On July 5th Meta officially launched Threads. Within days it had over 50 million signups.
People were calling it the Twitter killer.
Mark Zuckerberg was hailed as a genius. Writes, commentators and pundits from every corner of the internet fell over themselves to be the first to explain how Threads was going to change the way tech companies do business.
Every social media guru on the internet tried to ride the wave of news. Emergency podcasts were done, trainings were announced.
Everyone wanted to capitalize on the fear and greed in the market.
I knew better.
Threads Never Had a Chance
Threads was never going to be a success. And anyone with an ounce of marketing knowledge could have told you that.
I made my opinion clear on Twitter and then posted those thoughts to Threads shortly before deleting the app from my phone.
Today Threads has amassed over 70 million downloads. Unfortunately for Zuck, that’s where the good news ends.
Threads has fewer than 13 million active users who spend less than 4 minutes per day on the app.
And the numbers are falling.
Contrast that with Twitter’s 259 million active users who spend an average of 30 minutes a day on the platform.
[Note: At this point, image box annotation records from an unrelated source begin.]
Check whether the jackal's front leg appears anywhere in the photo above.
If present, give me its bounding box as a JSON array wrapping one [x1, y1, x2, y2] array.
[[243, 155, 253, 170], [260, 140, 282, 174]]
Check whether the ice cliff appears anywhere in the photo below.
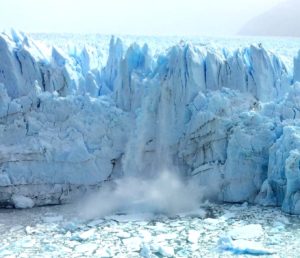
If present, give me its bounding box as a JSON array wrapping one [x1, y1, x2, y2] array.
[[0, 32, 300, 214]]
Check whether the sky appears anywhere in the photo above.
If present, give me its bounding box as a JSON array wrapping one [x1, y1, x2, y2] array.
[[0, 0, 284, 36]]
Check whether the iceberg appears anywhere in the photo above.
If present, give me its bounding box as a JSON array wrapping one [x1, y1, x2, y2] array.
[[0, 31, 300, 214]]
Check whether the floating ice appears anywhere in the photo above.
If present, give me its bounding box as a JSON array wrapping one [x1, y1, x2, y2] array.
[[218, 237, 274, 255]]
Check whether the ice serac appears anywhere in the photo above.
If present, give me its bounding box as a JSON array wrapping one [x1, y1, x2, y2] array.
[[0, 32, 300, 214]]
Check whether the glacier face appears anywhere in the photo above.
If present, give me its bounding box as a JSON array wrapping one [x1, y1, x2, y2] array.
[[0, 32, 300, 214]]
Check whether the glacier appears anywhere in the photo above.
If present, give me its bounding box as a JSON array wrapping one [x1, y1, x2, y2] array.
[[0, 31, 300, 214]]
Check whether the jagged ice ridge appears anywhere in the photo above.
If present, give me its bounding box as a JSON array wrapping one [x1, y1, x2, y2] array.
[[0, 31, 300, 214]]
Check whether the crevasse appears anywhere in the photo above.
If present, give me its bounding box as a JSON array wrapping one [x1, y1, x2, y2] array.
[[0, 32, 300, 214]]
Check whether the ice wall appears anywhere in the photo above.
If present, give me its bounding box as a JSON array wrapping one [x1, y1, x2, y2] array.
[[0, 32, 300, 214]]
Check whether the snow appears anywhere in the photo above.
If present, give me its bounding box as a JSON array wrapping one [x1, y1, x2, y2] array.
[[228, 224, 264, 240], [12, 195, 34, 209], [0, 205, 300, 257], [219, 237, 274, 255], [0, 32, 300, 216]]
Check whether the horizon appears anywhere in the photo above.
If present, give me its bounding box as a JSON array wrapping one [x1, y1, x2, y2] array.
[[0, 0, 284, 37]]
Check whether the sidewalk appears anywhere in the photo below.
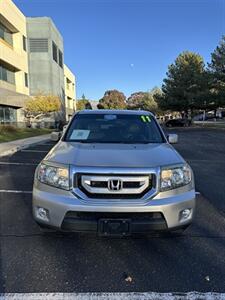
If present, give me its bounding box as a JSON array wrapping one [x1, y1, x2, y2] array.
[[0, 134, 50, 157]]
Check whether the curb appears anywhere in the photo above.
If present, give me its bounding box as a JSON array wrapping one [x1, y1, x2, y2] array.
[[0, 135, 50, 157]]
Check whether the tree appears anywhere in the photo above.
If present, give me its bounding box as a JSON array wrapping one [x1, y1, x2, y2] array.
[[77, 96, 92, 110], [98, 90, 126, 109], [155, 51, 208, 113], [127, 92, 158, 113], [25, 94, 62, 120], [208, 36, 225, 109]]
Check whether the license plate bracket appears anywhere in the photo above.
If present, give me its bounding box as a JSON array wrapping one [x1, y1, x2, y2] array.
[[98, 219, 131, 237]]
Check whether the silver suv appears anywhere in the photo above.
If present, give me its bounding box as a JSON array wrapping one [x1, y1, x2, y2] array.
[[33, 110, 195, 236]]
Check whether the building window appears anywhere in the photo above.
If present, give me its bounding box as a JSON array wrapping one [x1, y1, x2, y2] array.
[[24, 73, 28, 87], [59, 50, 63, 68], [0, 23, 13, 46], [52, 42, 58, 62], [23, 35, 27, 51], [29, 39, 48, 52], [0, 105, 16, 124], [0, 65, 15, 84]]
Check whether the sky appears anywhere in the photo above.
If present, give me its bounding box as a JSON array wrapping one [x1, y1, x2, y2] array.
[[14, 0, 225, 100]]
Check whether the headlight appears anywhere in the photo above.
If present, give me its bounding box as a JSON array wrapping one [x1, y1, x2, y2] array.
[[160, 164, 192, 191], [37, 164, 69, 190]]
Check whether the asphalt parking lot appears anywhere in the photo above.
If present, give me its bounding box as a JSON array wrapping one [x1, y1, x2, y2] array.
[[0, 128, 225, 293]]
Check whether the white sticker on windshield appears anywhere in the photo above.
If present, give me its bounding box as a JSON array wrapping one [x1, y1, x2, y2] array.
[[70, 129, 90, 140]]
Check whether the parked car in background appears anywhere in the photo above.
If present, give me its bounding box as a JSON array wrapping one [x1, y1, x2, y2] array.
[[165, 118, 191, 127]]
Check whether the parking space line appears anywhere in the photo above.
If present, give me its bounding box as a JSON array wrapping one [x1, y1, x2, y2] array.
[[0, 190, 32, 194], [0, 161, 38, 166], [0, 292, 225, 300], [20, 149, 49, 153]]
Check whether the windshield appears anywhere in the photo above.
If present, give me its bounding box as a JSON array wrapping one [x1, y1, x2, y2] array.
[[64, 114, 164, 144]]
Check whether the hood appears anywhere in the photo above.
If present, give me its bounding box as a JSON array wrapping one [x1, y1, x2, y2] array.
[[45, 141, 184, 168]]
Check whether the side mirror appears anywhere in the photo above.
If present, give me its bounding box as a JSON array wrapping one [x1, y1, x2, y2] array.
[[167, 133, 178, 144], [51, 131, 61, 142]]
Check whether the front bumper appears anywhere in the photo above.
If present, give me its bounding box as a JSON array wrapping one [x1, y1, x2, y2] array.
[[33, 183, 195, 232]]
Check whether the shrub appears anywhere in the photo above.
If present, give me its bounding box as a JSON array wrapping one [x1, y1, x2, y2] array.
[[0, 125, 17, 133]]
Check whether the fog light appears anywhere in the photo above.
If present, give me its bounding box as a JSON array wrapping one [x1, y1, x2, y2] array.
[[36, 207, 49, 222], [180, 208, 191, 221]]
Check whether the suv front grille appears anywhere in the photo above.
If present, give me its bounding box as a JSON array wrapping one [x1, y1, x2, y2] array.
[[74, 173, 156, 199]]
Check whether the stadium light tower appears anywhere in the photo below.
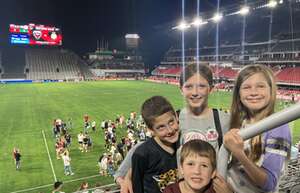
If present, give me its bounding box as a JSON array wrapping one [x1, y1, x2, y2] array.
[[172, 21, 191, 31], [191, 17, 208, 27], [212, 13, 223, 23], [239, 6, 250, 16], [267, 0, 278, 8]]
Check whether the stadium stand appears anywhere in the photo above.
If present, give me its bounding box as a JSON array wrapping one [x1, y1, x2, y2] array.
[[25, 49, 92, 80], [1, 48, 26, 79], [87, 48, 145, 79]]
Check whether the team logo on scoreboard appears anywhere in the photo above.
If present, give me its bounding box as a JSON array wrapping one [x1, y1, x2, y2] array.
[[32, 30, 42, 40]]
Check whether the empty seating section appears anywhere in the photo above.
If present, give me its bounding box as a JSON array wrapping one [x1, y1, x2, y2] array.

Numbers that are slowly climbing.
It’s a Battle of Perception Not Product
In 1994 marketing legends Jack Trout and Al Pies wrote a book called “The 22 Immutable Laws of Marketing”
If you haven’t read it you should. But you didn’t even need to read the whole book to know that Threads was going to be a disaster.
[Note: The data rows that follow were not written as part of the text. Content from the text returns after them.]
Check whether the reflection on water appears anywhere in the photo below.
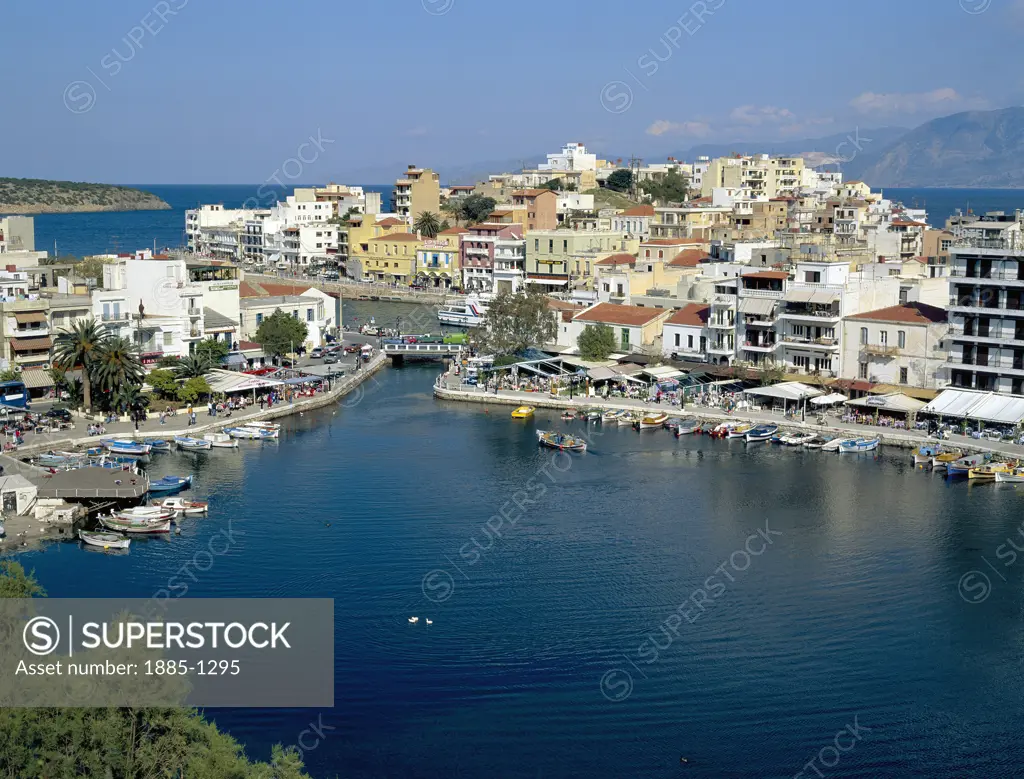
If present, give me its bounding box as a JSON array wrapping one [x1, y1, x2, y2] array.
[[16, 366, 1024, 779]]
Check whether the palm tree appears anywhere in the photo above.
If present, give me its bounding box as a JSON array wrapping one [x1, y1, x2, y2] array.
[[413, 211, 441, 239], [171, 352, 213, 380], [53, 319, 109, 410], [92, 338, 145, 392]]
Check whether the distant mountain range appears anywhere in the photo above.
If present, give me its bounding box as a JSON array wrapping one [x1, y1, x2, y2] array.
[[337, 107, 1024, 188]]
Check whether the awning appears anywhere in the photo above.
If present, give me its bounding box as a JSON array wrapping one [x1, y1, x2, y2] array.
[[14, 311, 46, 324], [20, 367, 53, 389], [847, 392, 925, 414], [10, 336, 53, 352], [526, 278, 569, 287], [743, 382, 824, 400], [811, 392, 850, 405], [739, 297, 775, 316]]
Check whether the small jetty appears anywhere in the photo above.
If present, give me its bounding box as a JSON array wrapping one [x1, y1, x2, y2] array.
[[39, 468, 150, 502]]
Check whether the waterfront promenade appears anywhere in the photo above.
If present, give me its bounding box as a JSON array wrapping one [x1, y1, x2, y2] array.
[[434, 373, 1024, 461]]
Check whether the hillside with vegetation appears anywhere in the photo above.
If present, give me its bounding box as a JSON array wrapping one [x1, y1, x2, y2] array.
[[0, 178, 171, 214]]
All you had to do is read the first two chapters.
In those chapters, the authors talk about the importance of being first to market (Twitter) but if you can’t be first then you must create a new category where you can be first.
The first product in a category will take between 50-75% of the market share in that category. Everyone else fights over what’s left.
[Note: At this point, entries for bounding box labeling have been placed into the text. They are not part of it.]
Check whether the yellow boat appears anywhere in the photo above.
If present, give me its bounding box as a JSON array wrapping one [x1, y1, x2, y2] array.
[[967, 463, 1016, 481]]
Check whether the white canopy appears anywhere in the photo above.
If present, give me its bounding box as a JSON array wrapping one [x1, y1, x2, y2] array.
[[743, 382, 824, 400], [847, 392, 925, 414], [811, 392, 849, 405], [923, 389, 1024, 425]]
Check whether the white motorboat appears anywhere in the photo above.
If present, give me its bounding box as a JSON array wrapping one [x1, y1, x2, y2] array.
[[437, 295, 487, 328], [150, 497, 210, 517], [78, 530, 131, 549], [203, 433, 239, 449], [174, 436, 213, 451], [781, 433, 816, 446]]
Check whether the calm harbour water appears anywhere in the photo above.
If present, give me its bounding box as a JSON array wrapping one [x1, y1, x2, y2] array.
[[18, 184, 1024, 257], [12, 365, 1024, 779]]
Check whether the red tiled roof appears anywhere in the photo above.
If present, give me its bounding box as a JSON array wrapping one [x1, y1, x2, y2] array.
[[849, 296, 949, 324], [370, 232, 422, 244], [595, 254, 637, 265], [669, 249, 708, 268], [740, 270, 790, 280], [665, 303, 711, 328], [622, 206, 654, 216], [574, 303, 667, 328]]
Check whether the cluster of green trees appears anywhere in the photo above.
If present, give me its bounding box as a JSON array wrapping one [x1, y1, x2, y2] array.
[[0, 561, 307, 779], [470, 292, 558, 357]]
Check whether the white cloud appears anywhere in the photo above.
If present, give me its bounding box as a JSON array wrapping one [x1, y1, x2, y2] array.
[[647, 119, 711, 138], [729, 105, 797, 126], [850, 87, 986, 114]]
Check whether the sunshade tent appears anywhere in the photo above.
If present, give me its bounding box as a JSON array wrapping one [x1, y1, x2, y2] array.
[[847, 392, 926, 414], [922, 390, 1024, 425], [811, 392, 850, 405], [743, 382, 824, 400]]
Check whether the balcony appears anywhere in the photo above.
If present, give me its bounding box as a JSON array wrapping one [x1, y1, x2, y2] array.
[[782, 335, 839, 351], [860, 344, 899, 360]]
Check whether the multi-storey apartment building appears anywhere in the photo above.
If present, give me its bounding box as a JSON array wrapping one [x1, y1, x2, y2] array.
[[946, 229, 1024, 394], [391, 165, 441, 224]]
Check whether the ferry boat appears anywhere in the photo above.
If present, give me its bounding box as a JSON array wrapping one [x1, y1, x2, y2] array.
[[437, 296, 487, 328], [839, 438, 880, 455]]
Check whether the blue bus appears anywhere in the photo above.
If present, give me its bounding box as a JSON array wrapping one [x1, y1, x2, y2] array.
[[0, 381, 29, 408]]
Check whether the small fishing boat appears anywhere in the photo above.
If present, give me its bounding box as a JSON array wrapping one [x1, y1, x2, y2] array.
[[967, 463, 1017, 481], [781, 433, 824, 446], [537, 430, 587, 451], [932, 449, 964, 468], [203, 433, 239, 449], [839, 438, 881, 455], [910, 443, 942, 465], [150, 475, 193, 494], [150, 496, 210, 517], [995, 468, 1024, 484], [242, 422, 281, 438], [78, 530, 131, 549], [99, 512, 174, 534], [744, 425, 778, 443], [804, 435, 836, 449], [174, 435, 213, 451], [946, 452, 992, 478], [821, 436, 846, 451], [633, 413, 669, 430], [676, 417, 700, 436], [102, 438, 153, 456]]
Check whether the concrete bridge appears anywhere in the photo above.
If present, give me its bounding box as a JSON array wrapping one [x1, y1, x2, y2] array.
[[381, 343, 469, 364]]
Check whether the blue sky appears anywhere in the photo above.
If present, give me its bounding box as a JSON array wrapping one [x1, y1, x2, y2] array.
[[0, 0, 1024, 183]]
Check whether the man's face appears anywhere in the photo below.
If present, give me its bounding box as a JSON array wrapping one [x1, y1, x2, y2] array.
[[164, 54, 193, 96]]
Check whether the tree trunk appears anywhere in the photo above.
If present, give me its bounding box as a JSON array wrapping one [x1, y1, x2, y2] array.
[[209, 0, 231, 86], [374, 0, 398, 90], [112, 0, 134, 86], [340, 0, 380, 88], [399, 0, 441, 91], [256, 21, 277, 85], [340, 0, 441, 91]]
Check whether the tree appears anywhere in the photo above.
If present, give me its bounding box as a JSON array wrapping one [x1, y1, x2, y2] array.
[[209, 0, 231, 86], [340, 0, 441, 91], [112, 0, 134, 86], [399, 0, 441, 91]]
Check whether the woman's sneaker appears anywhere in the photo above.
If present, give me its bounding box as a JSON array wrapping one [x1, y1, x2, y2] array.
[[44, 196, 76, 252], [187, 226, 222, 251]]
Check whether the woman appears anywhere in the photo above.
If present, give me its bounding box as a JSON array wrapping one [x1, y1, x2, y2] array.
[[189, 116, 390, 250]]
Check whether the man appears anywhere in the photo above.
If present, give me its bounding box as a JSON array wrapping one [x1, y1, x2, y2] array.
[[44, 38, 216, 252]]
There’s no point in being the second tomato soup brand. Or the second Belgian imported lager.
To survive you’ll need to create a new category. You need to be the first chunky tomato soup. Or the first LITE Belgian imported lager.
It’s why most brands fail. They’re focused on packaging, logo, and tagline but never create a way for the consumer to identify them as uniquely different.
What Makes Threads Unique?
They allow 500 characters instead of 280.
You can use your Instagram Login.
They make it easy for your followers on Instagram to follow you on Threads.
But there’s no distinctive category difference between the two platforms.
From what I can tell, Zuckerberg created Threads as a moral crusade to combat Twitter “hate speech”.
But what he really said was,
“If you want a more regulated and white-washed public forum where we censor certain speech we don’t like – then come on over to Threads!”
It never stood a chance. And it won’t matter how many billions Zuck pumps into it, or how easy he makes the signup process.
It will never be the category leader.
How You Can Profit From Zuckerberg’s Mistake
If you want to stand out in a hyperconnected world full of distractions you have to make it easy for your audience to put you into a box.
If you want to be a copywriter you can’t just be “the next copywriter” who’s better than the other copywriters.
You’ve got to create a category distinction.
Someone who’s done an amazing job of this is George Ten.
He’s not a copyWRITER. He’s a copyTHINKER.
And he calls himself the Grammar Hippy. Also a category distinction from your typical grammar nazi.
Using this distinction along with a lot of personality, he’s gained over 172,000 followers on Twitter.
This week I want you to think hard about what differentiates you from the other people in your industry.
Try to come up with a single word you can own in the minds of your prospects.
It doesn’t even have to be a real word. George owns CopyThinker. A word he made up to set himself apart.
Once you have that word you can begin associating it with your name to build a unique brand that goes beyond your product or service.
A brand that puts you in a category all by yourself.